We live in a small town where it is possible to walk everywhere, and it still amazes me to find reasonably fit people who use their cars for journeys that are easily reached on foot. The first year we were here, people would ask me if our car was in the shop when they saw me carrying shopping bags up the hill. When we lived in Japan, we did without a car for nine years, renting one only occasionally when we went on holiday. I also used cloth diapers on my kids and laundered them myself (yes, I know, I'm a glutton for punishment), composted everything I could, and recycled virtually everything else, as this is mandatory in most large Japanese cities. And I haven't used a clothes dryer or a hair dryer for the past twenty-five years.
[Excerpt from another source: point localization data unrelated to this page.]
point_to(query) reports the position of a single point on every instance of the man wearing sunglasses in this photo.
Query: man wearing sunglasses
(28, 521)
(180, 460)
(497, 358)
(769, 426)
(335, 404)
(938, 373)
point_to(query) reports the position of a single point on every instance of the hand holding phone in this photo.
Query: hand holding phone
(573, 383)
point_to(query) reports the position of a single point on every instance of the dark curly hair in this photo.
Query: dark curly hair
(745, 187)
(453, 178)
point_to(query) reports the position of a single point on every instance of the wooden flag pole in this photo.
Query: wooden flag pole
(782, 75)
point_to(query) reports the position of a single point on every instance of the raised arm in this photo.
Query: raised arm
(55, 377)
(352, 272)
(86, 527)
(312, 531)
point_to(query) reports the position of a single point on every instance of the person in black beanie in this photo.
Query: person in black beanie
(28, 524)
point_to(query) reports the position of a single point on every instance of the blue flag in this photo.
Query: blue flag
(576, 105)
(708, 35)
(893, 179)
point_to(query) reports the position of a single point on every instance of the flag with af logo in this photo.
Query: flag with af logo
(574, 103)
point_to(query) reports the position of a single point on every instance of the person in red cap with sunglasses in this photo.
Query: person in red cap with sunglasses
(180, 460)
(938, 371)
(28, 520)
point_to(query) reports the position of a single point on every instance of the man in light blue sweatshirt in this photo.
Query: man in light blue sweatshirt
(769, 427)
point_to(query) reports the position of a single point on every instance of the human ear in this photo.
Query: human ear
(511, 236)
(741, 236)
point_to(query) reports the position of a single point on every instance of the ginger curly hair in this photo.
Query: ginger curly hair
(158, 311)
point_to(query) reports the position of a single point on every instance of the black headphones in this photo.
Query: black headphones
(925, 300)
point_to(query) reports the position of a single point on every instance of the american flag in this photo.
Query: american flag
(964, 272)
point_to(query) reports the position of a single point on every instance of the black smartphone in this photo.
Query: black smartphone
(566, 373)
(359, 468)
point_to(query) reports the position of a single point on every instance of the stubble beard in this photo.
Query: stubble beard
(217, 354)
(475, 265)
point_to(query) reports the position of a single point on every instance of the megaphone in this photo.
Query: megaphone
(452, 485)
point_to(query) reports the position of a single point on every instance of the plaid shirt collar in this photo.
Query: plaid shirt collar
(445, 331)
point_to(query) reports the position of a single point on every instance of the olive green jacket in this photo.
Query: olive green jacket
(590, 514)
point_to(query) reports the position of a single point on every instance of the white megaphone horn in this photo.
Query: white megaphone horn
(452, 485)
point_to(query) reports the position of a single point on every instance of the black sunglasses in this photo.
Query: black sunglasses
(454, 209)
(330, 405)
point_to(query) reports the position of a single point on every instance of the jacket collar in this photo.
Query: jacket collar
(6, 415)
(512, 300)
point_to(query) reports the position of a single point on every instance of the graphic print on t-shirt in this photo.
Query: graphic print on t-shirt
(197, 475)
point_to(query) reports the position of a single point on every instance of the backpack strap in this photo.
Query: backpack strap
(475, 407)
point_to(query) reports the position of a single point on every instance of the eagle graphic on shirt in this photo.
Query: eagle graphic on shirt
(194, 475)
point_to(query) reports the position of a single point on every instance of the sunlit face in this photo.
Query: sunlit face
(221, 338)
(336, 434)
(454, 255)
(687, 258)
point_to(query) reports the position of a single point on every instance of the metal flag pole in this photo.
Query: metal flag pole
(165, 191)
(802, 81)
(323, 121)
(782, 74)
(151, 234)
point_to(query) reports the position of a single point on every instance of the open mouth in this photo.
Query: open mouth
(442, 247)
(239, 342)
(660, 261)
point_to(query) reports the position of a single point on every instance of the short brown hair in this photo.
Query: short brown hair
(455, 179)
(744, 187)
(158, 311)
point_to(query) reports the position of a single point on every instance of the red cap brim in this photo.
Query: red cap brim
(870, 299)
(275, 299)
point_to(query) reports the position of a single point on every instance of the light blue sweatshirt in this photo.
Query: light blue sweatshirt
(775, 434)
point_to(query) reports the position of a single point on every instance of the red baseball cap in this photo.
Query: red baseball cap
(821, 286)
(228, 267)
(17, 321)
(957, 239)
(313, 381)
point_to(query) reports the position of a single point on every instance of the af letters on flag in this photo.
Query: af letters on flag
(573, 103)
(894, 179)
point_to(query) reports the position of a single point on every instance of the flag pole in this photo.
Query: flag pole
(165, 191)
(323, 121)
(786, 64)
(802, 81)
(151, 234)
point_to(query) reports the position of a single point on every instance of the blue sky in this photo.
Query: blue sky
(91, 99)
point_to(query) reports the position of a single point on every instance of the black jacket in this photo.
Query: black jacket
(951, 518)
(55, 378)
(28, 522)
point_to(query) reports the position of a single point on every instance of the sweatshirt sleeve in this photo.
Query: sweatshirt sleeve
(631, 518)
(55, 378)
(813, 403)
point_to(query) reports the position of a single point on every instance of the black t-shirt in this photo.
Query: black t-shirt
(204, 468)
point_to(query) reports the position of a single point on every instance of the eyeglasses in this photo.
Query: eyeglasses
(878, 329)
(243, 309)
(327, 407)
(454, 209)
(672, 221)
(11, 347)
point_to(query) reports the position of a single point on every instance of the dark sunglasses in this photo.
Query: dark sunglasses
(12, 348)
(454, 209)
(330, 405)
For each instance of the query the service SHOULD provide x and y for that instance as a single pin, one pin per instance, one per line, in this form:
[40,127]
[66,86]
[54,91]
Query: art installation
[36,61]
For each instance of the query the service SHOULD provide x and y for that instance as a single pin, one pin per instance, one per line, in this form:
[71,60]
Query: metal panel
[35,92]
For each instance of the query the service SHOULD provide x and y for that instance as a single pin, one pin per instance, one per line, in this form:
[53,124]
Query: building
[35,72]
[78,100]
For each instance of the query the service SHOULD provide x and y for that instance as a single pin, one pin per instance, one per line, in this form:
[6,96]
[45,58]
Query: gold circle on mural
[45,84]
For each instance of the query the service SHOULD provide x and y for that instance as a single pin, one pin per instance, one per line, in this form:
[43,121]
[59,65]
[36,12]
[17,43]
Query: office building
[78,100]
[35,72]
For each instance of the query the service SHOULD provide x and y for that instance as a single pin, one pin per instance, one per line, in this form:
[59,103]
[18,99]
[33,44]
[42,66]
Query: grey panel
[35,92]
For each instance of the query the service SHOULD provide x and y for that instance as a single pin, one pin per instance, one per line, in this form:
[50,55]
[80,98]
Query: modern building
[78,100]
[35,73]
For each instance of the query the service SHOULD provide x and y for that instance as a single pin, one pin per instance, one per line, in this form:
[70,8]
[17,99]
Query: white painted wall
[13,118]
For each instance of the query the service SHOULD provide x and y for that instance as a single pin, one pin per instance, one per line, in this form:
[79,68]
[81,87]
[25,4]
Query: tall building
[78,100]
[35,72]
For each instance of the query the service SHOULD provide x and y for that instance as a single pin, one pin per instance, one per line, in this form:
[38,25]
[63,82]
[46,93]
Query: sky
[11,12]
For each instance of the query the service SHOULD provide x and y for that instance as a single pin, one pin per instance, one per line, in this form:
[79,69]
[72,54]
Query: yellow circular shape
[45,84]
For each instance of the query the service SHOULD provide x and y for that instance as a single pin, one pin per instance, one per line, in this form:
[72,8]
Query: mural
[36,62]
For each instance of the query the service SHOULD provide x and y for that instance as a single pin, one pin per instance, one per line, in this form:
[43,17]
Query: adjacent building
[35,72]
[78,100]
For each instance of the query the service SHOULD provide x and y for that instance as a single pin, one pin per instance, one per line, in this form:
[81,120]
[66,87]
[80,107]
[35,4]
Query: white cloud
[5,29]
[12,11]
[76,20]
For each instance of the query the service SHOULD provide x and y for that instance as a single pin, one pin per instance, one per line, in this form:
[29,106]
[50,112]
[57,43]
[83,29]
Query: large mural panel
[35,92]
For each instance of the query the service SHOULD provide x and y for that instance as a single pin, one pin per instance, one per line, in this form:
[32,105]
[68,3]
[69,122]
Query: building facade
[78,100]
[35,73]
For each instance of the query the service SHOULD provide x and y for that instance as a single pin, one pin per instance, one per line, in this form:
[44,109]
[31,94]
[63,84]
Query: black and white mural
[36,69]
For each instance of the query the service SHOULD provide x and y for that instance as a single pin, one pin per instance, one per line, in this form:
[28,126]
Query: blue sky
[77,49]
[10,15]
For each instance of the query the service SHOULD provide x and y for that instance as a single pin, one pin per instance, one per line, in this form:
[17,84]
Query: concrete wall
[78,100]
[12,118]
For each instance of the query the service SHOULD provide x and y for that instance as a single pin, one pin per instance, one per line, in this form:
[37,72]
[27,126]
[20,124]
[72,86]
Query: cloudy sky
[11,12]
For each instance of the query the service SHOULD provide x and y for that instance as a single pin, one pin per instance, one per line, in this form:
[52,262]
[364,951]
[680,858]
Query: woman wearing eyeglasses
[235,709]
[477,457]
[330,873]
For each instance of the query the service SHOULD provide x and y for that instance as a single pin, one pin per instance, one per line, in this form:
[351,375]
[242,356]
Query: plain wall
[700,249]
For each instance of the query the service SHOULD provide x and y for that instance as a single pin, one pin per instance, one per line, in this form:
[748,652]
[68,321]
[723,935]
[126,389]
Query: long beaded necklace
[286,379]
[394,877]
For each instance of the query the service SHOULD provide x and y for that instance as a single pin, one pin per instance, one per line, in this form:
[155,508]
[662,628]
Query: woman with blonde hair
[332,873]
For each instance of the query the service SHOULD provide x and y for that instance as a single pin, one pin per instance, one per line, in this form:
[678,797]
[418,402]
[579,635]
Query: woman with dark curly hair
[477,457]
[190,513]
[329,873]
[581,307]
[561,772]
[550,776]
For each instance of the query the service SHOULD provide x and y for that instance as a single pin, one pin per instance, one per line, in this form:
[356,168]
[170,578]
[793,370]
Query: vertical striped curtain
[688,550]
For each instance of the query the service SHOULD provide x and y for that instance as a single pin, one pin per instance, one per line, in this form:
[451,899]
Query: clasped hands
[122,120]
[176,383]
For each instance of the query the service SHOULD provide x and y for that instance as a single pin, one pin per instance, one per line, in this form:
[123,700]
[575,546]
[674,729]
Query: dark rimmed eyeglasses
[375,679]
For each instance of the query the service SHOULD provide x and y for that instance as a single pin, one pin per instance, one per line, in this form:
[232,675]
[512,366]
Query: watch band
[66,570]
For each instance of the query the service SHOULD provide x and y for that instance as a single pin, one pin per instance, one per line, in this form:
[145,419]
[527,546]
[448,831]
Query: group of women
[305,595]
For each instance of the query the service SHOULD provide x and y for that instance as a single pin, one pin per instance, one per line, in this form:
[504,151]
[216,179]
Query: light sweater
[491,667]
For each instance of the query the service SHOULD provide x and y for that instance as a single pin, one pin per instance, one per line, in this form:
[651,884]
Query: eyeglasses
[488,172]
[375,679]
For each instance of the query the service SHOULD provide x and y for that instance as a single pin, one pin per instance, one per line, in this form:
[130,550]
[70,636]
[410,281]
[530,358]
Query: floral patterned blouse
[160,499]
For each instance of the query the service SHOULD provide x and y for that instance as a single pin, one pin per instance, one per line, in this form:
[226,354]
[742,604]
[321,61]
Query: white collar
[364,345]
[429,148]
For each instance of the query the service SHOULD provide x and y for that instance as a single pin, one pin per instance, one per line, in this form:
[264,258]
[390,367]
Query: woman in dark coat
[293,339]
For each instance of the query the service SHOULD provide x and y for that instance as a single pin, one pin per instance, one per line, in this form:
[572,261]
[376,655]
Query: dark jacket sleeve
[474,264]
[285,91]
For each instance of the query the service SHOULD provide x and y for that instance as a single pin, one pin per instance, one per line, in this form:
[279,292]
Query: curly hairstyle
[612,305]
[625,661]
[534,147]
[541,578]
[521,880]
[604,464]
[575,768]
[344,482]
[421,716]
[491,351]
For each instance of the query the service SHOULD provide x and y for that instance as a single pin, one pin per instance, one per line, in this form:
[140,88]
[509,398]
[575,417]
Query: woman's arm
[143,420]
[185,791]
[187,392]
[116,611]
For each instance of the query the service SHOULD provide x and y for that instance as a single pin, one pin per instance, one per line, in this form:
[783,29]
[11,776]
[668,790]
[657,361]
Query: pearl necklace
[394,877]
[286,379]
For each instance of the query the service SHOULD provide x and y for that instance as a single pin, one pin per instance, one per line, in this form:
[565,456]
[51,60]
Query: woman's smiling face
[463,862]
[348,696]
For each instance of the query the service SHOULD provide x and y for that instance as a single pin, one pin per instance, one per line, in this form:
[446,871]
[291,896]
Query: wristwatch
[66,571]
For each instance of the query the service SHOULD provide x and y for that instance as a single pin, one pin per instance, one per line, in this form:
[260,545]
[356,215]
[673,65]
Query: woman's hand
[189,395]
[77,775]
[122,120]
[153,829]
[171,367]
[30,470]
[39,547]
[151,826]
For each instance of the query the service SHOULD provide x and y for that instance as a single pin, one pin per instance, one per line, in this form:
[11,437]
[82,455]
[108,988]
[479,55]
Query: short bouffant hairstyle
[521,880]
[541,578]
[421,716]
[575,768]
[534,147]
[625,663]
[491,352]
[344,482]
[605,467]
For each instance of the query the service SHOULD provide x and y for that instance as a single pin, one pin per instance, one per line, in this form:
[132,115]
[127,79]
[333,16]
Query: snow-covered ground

Now, I don't see that what I do is impossible or terribly difficult, but you would be amazed how many people react with horror at the thought of hanging out their own laundry or walking half a kilometer to buy a bag of potatoes. It can be done, and yet a lot of people are convinced that my sort of lifestyle is unnecessarily arduous and uncomfortable. Cutting down on our use of electricity and gasoline can make a significant difference in national consumption (just look at Japan's energy consumption figures and compare them with America's and you get a good idea how big a difference). Why can't people see that by making a few lifestyle changes they can really make a difference?
Yes, the clothes line....
the only issue that we have here is that it's smoggy, and often when I hang the clothes out, it's possible to find dirt particles on the clothes.
So I have to time it. As soon as I think they're dry, I run outside. There's no hanging them on there all day, then going out later.
I'm also trying to get rid of the front lawn. It's a water waster, and frankly I'd rather just have gravel and stones. Or decomposed granite. Anything but this lawn that no one uses, but takes up water.